Having been raped by her father from age 5 to 10, the award-winning author of “The Vagina Monologues” spent most of her life in what she describes as a half-sleep, rejecting any relationship with her body at all. She described the journey of finally connecting with herself in a talk Thursday night at the IU Auditorium as part of the Ralph L. Collins Lecture Series.

It was also the first stop on her tour to promote her new book, “In the Body of the World,” in which she tells the story of her emotional and physical healing.

“My life has been very extreme,” Ensler said. “For years it’s been nothing but a place of pain, violence and badness. I feel like my body wrote this book so I could get all that out and own my body again.”

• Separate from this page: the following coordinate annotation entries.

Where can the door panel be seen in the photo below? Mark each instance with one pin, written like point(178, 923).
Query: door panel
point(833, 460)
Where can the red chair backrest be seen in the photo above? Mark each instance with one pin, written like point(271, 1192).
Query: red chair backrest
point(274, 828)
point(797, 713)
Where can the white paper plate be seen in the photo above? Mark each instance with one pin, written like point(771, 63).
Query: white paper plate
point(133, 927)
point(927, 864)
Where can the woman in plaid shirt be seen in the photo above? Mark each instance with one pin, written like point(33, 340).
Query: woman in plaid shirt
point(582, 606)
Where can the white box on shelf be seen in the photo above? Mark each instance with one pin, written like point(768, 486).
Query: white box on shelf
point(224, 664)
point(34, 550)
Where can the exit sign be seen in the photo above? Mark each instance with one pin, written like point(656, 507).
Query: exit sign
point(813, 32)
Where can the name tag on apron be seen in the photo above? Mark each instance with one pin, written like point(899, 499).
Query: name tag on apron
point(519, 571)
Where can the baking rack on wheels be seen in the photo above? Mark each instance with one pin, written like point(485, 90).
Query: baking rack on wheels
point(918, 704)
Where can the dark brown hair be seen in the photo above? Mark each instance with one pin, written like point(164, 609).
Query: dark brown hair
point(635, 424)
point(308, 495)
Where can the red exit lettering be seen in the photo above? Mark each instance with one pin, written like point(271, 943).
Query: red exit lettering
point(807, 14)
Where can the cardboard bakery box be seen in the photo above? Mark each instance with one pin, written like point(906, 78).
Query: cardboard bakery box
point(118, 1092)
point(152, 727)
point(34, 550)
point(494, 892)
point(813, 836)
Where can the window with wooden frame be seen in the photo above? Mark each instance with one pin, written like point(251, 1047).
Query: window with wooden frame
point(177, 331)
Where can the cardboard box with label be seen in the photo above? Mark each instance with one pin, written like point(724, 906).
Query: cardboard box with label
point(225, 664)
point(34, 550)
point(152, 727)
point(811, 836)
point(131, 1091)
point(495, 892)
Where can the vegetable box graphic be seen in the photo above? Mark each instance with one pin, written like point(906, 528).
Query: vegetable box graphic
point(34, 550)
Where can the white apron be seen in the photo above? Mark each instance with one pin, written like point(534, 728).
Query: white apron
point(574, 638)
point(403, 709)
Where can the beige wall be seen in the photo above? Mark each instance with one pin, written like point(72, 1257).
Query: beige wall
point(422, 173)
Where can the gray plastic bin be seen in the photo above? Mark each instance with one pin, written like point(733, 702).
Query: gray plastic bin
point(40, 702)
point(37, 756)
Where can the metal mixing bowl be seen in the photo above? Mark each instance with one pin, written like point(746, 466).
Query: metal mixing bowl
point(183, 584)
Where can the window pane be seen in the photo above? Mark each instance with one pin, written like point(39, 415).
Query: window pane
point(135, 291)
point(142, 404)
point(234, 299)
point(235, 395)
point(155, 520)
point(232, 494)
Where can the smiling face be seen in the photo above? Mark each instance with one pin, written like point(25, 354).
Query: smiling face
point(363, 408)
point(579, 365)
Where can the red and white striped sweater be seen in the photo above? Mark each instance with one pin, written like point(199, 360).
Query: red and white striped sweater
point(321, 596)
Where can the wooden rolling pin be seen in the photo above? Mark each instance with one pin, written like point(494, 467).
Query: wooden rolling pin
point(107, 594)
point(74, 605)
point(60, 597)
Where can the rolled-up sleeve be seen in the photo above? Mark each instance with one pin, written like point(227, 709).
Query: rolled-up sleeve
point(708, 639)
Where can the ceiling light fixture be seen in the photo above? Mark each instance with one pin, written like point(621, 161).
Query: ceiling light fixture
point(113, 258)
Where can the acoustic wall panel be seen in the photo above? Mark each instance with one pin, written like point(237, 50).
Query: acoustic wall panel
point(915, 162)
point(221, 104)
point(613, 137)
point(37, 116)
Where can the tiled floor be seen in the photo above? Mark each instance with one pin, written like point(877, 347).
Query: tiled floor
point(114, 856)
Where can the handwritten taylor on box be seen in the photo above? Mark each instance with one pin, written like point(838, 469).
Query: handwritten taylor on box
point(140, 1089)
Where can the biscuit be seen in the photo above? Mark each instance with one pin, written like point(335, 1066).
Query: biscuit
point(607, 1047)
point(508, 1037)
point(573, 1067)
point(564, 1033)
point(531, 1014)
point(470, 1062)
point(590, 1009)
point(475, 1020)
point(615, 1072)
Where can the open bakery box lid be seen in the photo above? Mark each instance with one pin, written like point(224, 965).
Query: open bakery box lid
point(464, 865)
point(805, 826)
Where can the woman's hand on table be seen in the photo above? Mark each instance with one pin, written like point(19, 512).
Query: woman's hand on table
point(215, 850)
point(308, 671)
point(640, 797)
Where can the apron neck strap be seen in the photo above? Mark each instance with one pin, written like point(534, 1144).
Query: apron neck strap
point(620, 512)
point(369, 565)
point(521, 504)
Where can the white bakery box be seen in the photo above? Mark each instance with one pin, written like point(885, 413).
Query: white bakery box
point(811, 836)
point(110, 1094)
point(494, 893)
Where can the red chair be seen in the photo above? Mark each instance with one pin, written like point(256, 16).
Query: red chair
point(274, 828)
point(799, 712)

Writing the book, she said, saved her sanity.

“I wrote myself out of madness,” she said.
With her many bracelets jingling as she waved her hands with enthusiasm, an audience that took up the entire ground floor of the auditorium listened to her describe how cancer was an unlikely gift that reconnected her with family and taught her about love.

She said while she was in the hospital and suffering through chemotherapy, it was the kindness of nurses, doctors, friends and family that made her appreciate life in a way she never had before.

“Contrary to what I spent so much of my life believing, love has nothing to do with marriage or ownership,” she said. “It’s much bigger than that. The dedication that my friends and nurses showed me by rubbing my feet or cooking me eggs at five in the morning, now that’s how I came to know love.”

Audience members showed their own love toward Ensler by giving personal thanks, and sharing experiences and gifts.

One member wrote her a card “on behalf of the whole audience” that read: “Eve, goddess incarnate, Bloomington loves you.”

Ensler explained how acts of kindness like that can be powerful — on very large scales.

“I have, firsthand, seen it change and make laws,” she said. “My advice to you is to stop pleasing and start defying. We can do so much more than we think we can.”

Maria Talbert, associate director of the auditorium, said she’s thankful for Ensler’s message.

“I’m glad that a female figure of this caliber came to us,” Talbert said. “You could feel her energy as soon as you walked in the house. It was huge.”

Jennifer Weiss, an audience member and Bloomington resident, said she agreed.
“It was off-the-charts amazing,” Weiss said. “I’d like to think it’s a dawning of a new era in Bloomington. I want to believe there won’t be one more attack on women on campus.”

After her tumor was removed, Ensler said she had more energy than ever to act. As creator of the anti-violence movement called “V-Day,” she has traveled all over the world to try to stop violence against women.

An audience member asked if she’s ever been to a country where women weren’t being abused.

She said no.

“It’s all over the world,” she said. “No matter what country I’m in, I can close my eyes and hear the same story. It happens in homes, offices, schools. It’s patriarchy and it’s everywhere. And it needs to stop.”